Yesterday we had some research emerge which suggested that playing shooters was actually good for you, in the sense that it helped condition the brain to make quicker, but no less accurate, decisions in general.
Although today new concerns have broken cover put forward by brain scientist Susan Greenfield, who claims that games, the Internet and computers in general could be rewiring the brain, and comprise a potential threat to our society on the same level as climate change.
Speaking to Mail Online, Greenfield said: “Whilst of course it doesn’t threaten the existence of the planet like climate change, I think the quality of our existence is threatened – and the kind of people we might be in the future.”
Greenfield points to a number of concerns, such as the rise of Attention Deficit Disorder in a generation of kids, some of whom spend up to eight hours in front of a screen of some sort every day.

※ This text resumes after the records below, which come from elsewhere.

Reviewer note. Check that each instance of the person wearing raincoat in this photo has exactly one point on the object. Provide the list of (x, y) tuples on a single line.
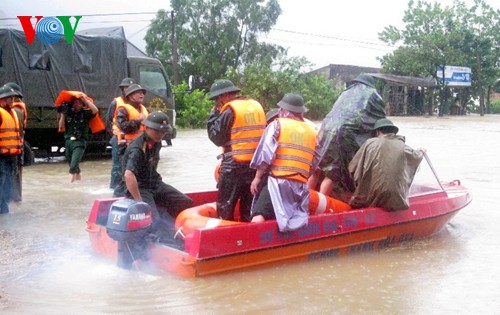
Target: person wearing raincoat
[(383, 169), (348, 125)]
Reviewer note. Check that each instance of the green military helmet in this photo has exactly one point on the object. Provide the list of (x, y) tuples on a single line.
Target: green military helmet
[(16, 88), (222, 87), (134, 88), (126, 82), (387, 124), (6, 91), (158, 121), (365, 79), (293, 102)]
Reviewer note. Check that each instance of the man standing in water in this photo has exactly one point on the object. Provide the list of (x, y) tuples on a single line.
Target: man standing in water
[(10, 145), (235, 124)]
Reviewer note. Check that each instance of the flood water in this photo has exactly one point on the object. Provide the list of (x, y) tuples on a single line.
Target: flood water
[(48, 267)]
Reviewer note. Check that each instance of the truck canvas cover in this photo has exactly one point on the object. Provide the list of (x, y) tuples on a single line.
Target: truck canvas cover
[(95, 63)]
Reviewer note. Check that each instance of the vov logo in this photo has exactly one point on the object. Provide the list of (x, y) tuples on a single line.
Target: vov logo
[(49, 30)]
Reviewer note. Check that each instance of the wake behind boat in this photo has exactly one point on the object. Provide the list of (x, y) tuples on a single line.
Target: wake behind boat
[(205, 245)]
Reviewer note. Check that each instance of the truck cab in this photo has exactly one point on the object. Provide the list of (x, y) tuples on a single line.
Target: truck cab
[(150, 74)]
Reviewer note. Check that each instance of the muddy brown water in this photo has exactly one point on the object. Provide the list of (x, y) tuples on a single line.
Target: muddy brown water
[(48, 267)]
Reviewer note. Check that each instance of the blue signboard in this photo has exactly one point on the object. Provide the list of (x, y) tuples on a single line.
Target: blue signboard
[(454, 76)]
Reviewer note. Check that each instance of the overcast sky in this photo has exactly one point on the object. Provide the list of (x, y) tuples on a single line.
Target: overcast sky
[(325, 32)]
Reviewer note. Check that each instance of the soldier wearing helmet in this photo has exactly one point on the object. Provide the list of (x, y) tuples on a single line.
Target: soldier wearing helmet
[(235, 124), (10, 145), (283, 161), (128, 119), (383, 169), (114, 131), (22, 114), (142, 180)]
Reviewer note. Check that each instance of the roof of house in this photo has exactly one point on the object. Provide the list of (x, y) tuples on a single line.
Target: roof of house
[(406, 80)]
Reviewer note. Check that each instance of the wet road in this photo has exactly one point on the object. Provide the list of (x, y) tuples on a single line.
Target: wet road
[(47, 266)]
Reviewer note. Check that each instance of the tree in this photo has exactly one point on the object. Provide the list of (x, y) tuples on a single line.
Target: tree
[(435, 36), (211, 36), (268, 81)]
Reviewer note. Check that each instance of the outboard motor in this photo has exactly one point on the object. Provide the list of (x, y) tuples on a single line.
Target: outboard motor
[(129, 221)]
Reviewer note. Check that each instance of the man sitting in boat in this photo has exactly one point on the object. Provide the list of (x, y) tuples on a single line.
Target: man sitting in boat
[(142, 180), (383, 169), (283, 161)]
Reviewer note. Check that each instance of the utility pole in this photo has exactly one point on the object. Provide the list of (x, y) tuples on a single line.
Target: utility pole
[(175, 55)]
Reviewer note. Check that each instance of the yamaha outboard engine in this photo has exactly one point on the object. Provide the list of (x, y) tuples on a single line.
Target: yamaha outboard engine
[(129, 221)]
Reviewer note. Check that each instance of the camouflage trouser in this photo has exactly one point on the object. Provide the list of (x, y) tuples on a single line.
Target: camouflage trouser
[(74, 154), (7, 164)]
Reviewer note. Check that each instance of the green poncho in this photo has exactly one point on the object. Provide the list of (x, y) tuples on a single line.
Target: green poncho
[(348, 125)]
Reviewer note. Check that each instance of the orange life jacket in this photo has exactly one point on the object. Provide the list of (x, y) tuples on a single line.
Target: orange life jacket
[(295, 153), (246, 131), (20, 104), (133, 113), (10, 133), (119, 101)]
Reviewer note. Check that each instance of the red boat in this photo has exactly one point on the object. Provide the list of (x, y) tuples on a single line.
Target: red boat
[(210, 246)]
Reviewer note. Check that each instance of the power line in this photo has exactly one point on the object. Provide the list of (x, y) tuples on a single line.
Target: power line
[(99, 14), (359, 42)]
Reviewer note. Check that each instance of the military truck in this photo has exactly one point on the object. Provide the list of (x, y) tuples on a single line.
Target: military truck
[(95, 62)]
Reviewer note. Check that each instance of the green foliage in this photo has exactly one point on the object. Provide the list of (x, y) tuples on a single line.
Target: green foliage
[(495, 107), (212, 36), (267, 82), (458, 35), (192, 107)]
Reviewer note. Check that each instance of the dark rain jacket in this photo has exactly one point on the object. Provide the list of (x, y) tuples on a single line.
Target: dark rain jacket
[(348, 125), (383, 170)]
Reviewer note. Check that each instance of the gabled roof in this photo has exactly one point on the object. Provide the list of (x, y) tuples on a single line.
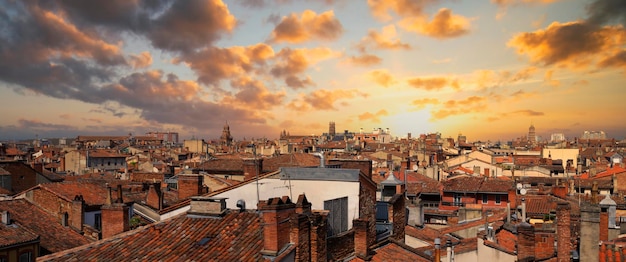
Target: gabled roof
[(54, 236), (235, 237), (290, 160), (463, 184), (94, 194), (15, 234), (327, 174)]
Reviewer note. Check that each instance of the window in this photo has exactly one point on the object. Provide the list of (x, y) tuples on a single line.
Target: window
[(457, 199), (98, 221), (338, 215), (26, 257)]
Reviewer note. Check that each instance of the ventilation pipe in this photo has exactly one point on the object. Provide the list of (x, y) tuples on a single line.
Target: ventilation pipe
[(321, 156)]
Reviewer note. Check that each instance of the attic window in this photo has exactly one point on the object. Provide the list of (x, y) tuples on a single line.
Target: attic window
[(203, 241)]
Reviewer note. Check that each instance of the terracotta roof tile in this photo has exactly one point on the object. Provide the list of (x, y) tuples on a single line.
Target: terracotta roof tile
[(15, 234), (234, 237), (462, 184), (95, 194), (54, 236)]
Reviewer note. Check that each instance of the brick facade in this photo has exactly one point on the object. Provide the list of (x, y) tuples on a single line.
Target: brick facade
[(604, 224), (146, 177), (525, 242), (563, 232), (397, 212), (115, 219), (300, 233), (319, 228), (361, 245), (190, 185), (252, 167), (154, 196), (364, 165), (275, 213)]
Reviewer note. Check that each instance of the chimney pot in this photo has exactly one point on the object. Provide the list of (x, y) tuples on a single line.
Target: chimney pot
[(207, 206), (6, 218)]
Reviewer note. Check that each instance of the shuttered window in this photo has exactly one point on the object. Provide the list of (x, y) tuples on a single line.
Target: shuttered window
[(338, 215)]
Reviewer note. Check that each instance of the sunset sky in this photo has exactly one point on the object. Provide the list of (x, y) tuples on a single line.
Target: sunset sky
[(486, 69)]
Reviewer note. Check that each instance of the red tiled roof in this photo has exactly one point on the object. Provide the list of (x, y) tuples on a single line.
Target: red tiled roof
[(235, 237), (615, 170), (222, 164), (54, 236), (93, 193), (422, 184), (463, 184), (290, 160), (396, 252), (540, 204), (496, 186), (15, 234)]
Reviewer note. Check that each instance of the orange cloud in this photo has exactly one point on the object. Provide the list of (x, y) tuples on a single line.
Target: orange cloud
[(367, 116), (214, 64), (521, 94), (323, 99), (471, 104), (573, 44), (309, 26), (66, 40), (443, 25), (404, 8), (422, 103), (142, 60), (527, 112), (382, 77), (489, 78), (503, 3), (435, 83), (365, 60), (254, 95), (291, 62), (548, 79), (384, 40)]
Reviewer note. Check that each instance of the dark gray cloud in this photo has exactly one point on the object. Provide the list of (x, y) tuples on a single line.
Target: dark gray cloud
[(607, 11)]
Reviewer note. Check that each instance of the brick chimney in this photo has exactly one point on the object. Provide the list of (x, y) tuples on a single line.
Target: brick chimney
[(275, 213), (115, 219), (207, 206), (525, 242), (303, 206), (397, 215), (319, 229), (563, 231), (361, 247), (76, 213), (154, 197), (38, 167), (252, 167), (299, 235), (190, 185), (364, 165), (559, 191)]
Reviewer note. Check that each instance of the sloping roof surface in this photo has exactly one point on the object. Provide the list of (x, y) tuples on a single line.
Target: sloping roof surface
[(328, 174), (234, 237), (54, 236)]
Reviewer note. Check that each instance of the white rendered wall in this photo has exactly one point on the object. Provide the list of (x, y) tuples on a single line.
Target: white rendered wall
[(316, 192)]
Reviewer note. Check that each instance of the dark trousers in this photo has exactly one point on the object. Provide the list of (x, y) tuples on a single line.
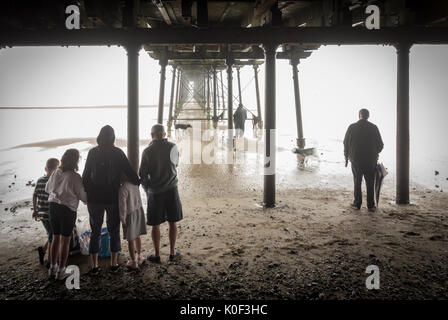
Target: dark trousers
[(368, 171), (96, 214)]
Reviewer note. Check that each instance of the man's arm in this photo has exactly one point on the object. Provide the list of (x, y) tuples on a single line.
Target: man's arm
[(379, 141), (174, 155), (347, 140), (86, 179), (128, 170), (35, 204), (143, 172)]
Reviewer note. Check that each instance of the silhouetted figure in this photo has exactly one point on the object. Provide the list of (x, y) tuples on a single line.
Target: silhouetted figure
[(101, 178), (239, 119), (362, 144), (159, 179)]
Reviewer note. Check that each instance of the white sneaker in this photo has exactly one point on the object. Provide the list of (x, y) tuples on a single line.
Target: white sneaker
[(61, 275)]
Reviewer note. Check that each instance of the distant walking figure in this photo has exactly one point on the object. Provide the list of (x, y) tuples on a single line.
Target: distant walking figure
[(101, 178), (362, 144), (239, 119), (158, 174), (65, 190)]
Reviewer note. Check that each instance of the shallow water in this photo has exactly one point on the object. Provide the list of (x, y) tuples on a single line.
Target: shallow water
[(20, 127)]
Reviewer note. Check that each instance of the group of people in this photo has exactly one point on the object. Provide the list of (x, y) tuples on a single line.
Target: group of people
[(109, 185)]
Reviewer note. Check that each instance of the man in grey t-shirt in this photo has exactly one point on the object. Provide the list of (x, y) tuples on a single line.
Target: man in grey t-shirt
[(158, 175)]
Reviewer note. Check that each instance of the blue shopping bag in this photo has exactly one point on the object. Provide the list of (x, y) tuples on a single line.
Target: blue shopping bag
[(105, 244)]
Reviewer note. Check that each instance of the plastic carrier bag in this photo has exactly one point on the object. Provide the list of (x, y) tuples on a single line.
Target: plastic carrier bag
[(85, 232)]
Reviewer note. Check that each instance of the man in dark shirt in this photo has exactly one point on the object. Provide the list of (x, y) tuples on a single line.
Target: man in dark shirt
[(239, 119), (362, 144), (158, 174)]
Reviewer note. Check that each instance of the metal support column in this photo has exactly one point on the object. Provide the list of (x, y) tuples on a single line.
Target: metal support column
[(240, 98), (208, 93), (295, 77), (402, 188), (257, 92), (133, 136), (269, 125), (229, 62), (170, 113), (215, 116), (176, 108), (163, 62), (222, 91)]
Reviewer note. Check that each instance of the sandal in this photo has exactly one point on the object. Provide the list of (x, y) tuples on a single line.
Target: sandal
[(41, 252), (95, 271), (175, 255), (133, 265), (153, 258), (115, 269), (141, 261)]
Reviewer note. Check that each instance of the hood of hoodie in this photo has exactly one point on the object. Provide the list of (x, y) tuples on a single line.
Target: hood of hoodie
[(106, 138)]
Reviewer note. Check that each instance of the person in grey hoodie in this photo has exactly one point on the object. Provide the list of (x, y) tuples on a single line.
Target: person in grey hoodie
[(101, 178), (158, 174), (65, 190)]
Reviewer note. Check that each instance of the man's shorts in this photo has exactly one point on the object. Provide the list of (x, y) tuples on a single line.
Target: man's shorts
[(62, 219), (47, 225), (164, 206)]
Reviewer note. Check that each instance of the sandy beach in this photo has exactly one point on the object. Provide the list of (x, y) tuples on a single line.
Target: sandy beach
[(311, 246)]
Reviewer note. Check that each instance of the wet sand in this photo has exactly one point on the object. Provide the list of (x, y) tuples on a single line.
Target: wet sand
[(310, 246)]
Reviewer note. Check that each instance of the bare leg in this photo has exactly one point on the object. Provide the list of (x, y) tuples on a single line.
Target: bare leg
[(114, 258), (138, 246), (45, 247), (65, 246), (49, 251), (55, 249), (131, 246), (155, 234), (94, 260), (173, 236)]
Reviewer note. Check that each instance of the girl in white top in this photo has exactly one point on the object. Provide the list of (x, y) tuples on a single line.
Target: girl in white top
[(65, 190), (132, 217)]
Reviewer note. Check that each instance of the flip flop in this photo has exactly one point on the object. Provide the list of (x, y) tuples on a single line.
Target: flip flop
[(41, 252), (141, 261), (153, 258), (175, 255)]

Although we’d argue a nutritionally bankrupt diet is just as important, or a more important factor in ADD. Mind you, Greenfield guns for games on the diet front, with not just the obvious concerns about couch potato obesity, but the fact that games teach kids to take risks with no thought for consequence as you can always restart a level.
Hence children don’t think about longer term issues, such as how their health might be affected by eating pizza and chips at every meal. Although surely that’s just the nature of kids – we’d have probably had pizza and chips all the time, but our school and parents wouldn’t let us, strangely enough.
Another issue she brings up is social networking sites having a potentially negative impact on the levels of empathy that the youth feel towards each other. And also search engines come in for flak for making us lazier in feeling we don’t need to learn, as the answer is always to hand via a computer or phone.
She did admit that there were benefits to computers, including improvements in memory, and swifter information processing as the shooter video games study also referred to.
She was quoted by the Mail as saying: “Some very good things are coming out of it. But, by the same token, we have got to be very careful about what price we are paying, that the things that are being lost don’t outweigh the things gained.”
Greenfield is calling for a research programme to be instituted, to look into the effects of all modern technology on the brain.